Othello, however, sees no other option that suicide to wholly regain his honour like a warrior. With the death of the tragic hero and the conclusion of the plot order is restored. This is done when Gratiano takes the place of Othello’s successor “Gratiano, keep the house…for they succeed on you”. As a typical tragic hero Othello always had to die to meet convention.
Only the death of the tragic can restore order and bring an end to the chaos. The conclusion of the play must end the way it does because convention dictates that in a typical tragedy the tragic hero must fall on his sword.Othello’s role as the tragic hero is the reason that he must die at the end of the play however it is his fatal character flaws that cause the deaths of the characters around him.
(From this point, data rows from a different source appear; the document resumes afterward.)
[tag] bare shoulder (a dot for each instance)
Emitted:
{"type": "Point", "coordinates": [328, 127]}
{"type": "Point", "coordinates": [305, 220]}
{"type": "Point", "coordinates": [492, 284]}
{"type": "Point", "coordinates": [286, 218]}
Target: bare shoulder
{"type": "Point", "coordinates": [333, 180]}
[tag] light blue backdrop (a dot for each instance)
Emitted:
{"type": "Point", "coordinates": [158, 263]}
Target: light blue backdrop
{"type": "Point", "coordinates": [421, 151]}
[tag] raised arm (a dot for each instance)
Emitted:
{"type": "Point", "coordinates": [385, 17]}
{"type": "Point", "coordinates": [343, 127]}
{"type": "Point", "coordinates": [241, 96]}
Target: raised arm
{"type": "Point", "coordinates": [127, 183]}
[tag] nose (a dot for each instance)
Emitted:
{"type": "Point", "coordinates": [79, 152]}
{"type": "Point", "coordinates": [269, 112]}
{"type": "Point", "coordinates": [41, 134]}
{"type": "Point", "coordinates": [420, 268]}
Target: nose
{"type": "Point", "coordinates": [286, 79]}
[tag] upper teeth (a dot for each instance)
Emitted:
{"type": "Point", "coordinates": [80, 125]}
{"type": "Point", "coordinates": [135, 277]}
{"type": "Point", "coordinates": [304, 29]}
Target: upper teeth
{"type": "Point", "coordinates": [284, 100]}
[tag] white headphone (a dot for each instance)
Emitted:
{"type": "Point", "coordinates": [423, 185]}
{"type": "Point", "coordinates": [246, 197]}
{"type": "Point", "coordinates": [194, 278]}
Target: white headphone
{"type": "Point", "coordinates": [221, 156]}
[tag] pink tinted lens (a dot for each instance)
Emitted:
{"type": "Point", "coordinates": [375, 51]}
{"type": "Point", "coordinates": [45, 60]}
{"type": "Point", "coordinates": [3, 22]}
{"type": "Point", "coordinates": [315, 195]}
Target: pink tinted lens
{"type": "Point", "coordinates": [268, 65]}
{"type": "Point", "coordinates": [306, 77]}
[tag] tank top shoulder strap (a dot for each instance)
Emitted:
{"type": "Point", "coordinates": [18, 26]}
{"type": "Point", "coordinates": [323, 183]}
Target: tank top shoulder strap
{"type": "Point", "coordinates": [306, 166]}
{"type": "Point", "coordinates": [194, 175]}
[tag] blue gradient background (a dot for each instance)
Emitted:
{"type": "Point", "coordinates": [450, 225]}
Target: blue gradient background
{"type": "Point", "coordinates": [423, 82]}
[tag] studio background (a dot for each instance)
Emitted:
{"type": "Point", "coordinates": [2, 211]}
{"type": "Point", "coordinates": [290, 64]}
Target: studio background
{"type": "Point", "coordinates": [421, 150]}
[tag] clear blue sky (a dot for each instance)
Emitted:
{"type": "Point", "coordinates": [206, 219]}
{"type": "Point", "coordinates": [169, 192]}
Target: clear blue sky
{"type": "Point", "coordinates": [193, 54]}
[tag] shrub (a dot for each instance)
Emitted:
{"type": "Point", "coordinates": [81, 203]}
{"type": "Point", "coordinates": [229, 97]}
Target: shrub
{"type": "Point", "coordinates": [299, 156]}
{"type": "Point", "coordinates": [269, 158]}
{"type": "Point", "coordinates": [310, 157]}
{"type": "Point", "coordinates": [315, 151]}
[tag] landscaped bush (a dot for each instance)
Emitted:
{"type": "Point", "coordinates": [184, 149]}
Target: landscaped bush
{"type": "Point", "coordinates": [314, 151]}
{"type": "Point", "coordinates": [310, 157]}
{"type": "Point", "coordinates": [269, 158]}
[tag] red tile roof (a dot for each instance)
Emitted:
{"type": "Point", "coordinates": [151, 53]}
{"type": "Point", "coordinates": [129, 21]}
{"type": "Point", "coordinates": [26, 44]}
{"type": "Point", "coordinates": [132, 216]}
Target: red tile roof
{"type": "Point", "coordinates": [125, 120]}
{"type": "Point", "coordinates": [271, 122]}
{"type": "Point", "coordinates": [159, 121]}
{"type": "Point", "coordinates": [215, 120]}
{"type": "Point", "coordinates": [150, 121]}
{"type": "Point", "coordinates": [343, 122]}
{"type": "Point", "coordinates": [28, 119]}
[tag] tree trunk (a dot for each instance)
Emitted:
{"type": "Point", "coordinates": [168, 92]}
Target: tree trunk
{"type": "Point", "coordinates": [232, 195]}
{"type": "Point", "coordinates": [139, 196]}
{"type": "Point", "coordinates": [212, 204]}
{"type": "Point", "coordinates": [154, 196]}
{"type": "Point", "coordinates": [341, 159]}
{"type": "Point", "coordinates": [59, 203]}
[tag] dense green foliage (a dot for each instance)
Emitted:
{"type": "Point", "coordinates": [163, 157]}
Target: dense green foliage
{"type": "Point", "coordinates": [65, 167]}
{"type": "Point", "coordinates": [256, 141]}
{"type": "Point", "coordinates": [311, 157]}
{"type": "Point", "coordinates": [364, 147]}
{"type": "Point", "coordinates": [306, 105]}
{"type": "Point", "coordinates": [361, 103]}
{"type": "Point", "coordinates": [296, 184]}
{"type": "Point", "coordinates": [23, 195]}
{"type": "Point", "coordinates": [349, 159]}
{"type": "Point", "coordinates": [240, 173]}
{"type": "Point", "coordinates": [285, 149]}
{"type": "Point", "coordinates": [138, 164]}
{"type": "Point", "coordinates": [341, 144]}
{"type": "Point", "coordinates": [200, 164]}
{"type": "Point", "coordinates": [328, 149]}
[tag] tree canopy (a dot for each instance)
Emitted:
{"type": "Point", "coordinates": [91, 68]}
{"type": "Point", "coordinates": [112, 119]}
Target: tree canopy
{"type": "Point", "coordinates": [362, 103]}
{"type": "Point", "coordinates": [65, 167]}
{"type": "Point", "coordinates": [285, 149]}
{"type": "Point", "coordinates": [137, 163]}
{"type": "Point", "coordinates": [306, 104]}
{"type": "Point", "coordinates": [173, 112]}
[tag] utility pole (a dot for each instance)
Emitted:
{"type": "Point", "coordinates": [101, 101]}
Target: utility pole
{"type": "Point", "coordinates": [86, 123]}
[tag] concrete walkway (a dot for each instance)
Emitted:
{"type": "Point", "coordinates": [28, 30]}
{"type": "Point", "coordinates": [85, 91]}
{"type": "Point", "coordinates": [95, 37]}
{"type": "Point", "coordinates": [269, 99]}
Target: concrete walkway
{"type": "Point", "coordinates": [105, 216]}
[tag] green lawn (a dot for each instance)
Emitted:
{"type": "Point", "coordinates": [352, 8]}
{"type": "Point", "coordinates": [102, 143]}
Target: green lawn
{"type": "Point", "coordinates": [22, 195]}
Othello is too trusting of “Honest Iago”, like being “led by the nose as asses are” and quickly believes his web of lies.
Although Iago’s duplicity is obvious to the audience through his soliloquies and asides, “I hate the Moor” Othello’s trusting nature blinds him to this. The substance of the plot is based on unfounded information and half-truths, and without this flaw Othello may have been able to recognise this and also recognise Iago’s deceit. Othello’s trusting nature can also be seen in Act 1 when he uses proleptic irony “my life on her faith” when first questioned about Desdemona’s possible deception.Othello’s other major character flaw is his jealousy.
The “green-eyed monster” forces Othello to act rashly before he can prove Iago’s story of Desdemona’s betrayal. After Iago abuses Othello’s trustworthy nature he sends him into a “jealousy so strong that judgement cannot cure” and Othello vows not only to kill Desdemona but Cassio as well.Othello’s character flaws lead him to make rash decisions and cloud his judgement causing a domino effect that ended in the death of Desdemona and other characters. If Othello did not have these flaws in his character then the ply would have concluded in a very different manner.
Othello’s jealousy driven actions would have been replaced with logical and collected thinking, saving the lives of not only Desdemona and Emilia but himself as well. However convention dictates that the tragic hero must have tragic flaws that lead to his downfall as well as those around him, so the other characters, especially Desdemona had to die because Othello’s fatal flaws could not allow otherwise.As a definitive tragedy, “Othello” must follow the tragic hero’s fall from grace, caused by his fatal character flaws. The actions that he takes because of these flaws not only lead to his destruction but also the deaths of the characters around him.
Iago’s lust for revenge may be the catalyst for the disastrous events, however only Othello’s flaws and subsequent actions can account for the simply tragic end of this play.